Now I’m not saying I’ve got a grudge against country rock or anything. I’m down for some Eagles or Harry Chapin, and hey, it’s not like I’ve not reviewed The Band, Crosby Stills and Nash or “Sweetheart of the Rodeo” here right?
Still, it does seem that these days (by which I mean 1969) it’s a pretty regular occurrence of late – a refinement of the Summer of Love sound, or a rise from Nashville? I don’t know. And it’s a genre that has potential to be interesting, even if it often isn’t.
“The Gilded Palace Of Sin” was the brainchild of Chris Hillman and Gram Parsons, following their ugly split from The Byrds the year before. In terms of the genre, it’s far more country than rock, although the terrible suits the band wear on the cover suggests otherwise. From the catchy opener “Christine’s Theme (devil in disguise)”, which doesn’t mince its words, to soul-ish numbers like “Do Right Woman Do Right Man”, it’s welcoming and authentic throughout, and as a country album, it earns its stripes.
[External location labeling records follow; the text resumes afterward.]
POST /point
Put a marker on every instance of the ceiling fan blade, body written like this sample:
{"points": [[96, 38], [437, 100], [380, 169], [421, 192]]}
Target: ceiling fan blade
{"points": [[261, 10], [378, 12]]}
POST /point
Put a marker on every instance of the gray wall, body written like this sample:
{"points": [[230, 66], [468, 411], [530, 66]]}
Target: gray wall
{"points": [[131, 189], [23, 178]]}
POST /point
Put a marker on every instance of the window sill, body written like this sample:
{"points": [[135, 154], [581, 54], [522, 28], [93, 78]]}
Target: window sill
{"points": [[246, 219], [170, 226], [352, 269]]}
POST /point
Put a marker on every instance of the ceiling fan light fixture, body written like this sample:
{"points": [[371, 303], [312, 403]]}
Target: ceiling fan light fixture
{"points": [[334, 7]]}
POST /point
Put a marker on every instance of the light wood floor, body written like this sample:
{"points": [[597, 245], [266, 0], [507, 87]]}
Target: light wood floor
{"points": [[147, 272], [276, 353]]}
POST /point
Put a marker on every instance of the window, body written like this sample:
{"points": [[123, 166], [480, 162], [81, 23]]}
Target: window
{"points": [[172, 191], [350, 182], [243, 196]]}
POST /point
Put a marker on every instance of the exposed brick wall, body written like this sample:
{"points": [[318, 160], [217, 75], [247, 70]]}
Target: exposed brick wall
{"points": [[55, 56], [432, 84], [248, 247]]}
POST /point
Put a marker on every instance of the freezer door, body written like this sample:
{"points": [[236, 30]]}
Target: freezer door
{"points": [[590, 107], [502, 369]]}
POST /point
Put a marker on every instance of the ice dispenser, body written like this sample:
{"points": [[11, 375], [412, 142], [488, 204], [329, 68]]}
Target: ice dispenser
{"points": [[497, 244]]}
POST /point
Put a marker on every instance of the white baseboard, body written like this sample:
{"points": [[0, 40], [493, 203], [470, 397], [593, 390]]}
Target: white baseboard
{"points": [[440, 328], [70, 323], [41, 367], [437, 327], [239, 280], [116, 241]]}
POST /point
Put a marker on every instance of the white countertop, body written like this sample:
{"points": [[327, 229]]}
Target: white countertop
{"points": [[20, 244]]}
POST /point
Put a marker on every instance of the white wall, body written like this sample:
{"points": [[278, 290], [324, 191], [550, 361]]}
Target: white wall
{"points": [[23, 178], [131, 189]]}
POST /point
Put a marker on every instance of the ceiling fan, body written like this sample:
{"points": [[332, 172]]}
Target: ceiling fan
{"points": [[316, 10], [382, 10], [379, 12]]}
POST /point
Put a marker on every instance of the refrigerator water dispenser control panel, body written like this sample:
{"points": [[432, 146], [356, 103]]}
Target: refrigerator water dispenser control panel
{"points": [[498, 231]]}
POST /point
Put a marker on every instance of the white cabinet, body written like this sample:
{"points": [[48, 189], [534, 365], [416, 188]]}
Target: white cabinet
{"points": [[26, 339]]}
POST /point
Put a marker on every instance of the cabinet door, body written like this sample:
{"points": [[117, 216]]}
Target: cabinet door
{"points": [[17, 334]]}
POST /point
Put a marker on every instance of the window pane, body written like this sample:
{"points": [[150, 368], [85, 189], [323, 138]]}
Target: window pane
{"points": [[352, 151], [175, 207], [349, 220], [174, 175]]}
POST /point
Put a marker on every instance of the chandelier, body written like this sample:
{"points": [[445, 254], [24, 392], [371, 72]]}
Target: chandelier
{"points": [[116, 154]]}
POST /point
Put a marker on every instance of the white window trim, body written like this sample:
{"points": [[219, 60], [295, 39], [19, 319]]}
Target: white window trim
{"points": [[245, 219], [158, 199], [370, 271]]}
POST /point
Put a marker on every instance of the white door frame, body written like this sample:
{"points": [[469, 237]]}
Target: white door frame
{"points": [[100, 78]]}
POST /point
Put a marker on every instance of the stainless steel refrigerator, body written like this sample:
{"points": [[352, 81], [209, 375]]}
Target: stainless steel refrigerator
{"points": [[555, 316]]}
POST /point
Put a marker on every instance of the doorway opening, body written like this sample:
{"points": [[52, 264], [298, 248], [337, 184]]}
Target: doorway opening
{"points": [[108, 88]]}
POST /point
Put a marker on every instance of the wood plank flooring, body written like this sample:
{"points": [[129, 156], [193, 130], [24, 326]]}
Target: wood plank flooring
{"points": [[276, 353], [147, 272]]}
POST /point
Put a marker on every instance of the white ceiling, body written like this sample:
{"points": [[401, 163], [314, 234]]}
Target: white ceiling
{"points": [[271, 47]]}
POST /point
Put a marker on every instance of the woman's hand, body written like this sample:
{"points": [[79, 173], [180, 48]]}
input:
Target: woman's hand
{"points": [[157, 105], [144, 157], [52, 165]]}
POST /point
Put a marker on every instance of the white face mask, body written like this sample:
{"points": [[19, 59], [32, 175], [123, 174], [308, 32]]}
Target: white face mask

Side B gets a little more rocktastic, and it’s easier to see how bass player Chris Ethridge and Bernie Leadon would later to leave to form The Eagles from the sound on tracks like “Hot Burrito #2”. Still, what you’re left with is a more than competent country album that has its charms even if it’s not groundbreaking, and you have to tip your stetson to Gram Parson’s charismatic vocals.